I was thinking as I wrote this admittedly highly rhetorical philippic about Charlie Reese and his mea culpa for having so strenuously backed Bush, and finally I realized how much I now wish Gore had won in 2000 (or been elected by the Supreme Court, however you want to phrase the point).

And I say this knowing full well that Gore has his own "oil connection" through Hammer and Occidental Petroleum, which bought the Gore family's meal tickets for many a year, and that his links with the Reds-of-old (Armand Hammer again, Gore's daddy's employer) were first rate. But I'm guessing he simply could not have dared be as dippy as GW in this Iraq business if for no other reason than that the Republicans would not have let him get away with what they are (in my view criminally) seconding their own man in doing.

And, yes, I also know that Gore versus Bush was just another amusing "Team A versus Team B" ploy as far as the Council of Foreign Relations and all the masterminds of our internationalist elites were concerned.

But still I dream of relief from this nightmare. How long, Oh Lord, how long.

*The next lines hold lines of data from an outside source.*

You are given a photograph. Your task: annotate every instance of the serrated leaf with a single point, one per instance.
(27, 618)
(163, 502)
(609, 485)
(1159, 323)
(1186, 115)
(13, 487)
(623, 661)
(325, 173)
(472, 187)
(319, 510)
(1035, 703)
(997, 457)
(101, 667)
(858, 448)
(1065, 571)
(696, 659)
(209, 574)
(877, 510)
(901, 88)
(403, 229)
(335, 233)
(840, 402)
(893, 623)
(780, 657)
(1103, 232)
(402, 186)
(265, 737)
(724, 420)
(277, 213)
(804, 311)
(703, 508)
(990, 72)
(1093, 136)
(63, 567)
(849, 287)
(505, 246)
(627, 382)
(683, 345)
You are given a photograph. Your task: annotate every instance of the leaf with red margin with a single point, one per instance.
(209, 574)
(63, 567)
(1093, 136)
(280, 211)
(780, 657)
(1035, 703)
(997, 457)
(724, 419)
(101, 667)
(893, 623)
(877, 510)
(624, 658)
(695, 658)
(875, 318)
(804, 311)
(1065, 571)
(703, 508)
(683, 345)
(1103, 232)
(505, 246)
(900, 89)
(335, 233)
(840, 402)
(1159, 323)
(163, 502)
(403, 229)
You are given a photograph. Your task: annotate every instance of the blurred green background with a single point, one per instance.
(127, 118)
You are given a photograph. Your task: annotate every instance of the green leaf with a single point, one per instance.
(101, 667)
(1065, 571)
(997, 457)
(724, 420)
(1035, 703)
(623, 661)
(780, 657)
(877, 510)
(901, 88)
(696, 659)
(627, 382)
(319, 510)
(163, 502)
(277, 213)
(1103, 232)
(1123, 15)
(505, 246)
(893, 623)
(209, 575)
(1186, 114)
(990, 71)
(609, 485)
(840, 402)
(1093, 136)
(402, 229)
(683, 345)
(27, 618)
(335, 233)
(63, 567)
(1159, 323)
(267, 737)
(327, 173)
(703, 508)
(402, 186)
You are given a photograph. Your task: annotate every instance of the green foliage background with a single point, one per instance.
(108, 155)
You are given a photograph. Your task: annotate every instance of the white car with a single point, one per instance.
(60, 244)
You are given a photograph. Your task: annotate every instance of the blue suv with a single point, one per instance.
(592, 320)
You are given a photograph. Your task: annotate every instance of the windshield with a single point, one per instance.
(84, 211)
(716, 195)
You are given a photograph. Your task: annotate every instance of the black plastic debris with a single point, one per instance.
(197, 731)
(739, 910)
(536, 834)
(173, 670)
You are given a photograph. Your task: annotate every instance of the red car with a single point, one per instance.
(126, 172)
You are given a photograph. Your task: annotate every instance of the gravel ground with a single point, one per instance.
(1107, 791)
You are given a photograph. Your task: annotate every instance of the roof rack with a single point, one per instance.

P.S. I owe an apology to LRC readers who may have read my last appearance on this site, "Percents Are Difficult To Do But Kinda Fun," which ran on or about the 16th of August. (It is not in the LRC archives.) It contained a serious error in arithmetic, which a number of readers, far better at "figgerin" than I am, caught and amiably emailed me about. If anyone remembers the column and wants to know what the error is, I'd be glad to supply it by email. I have now given up doing calculations in public.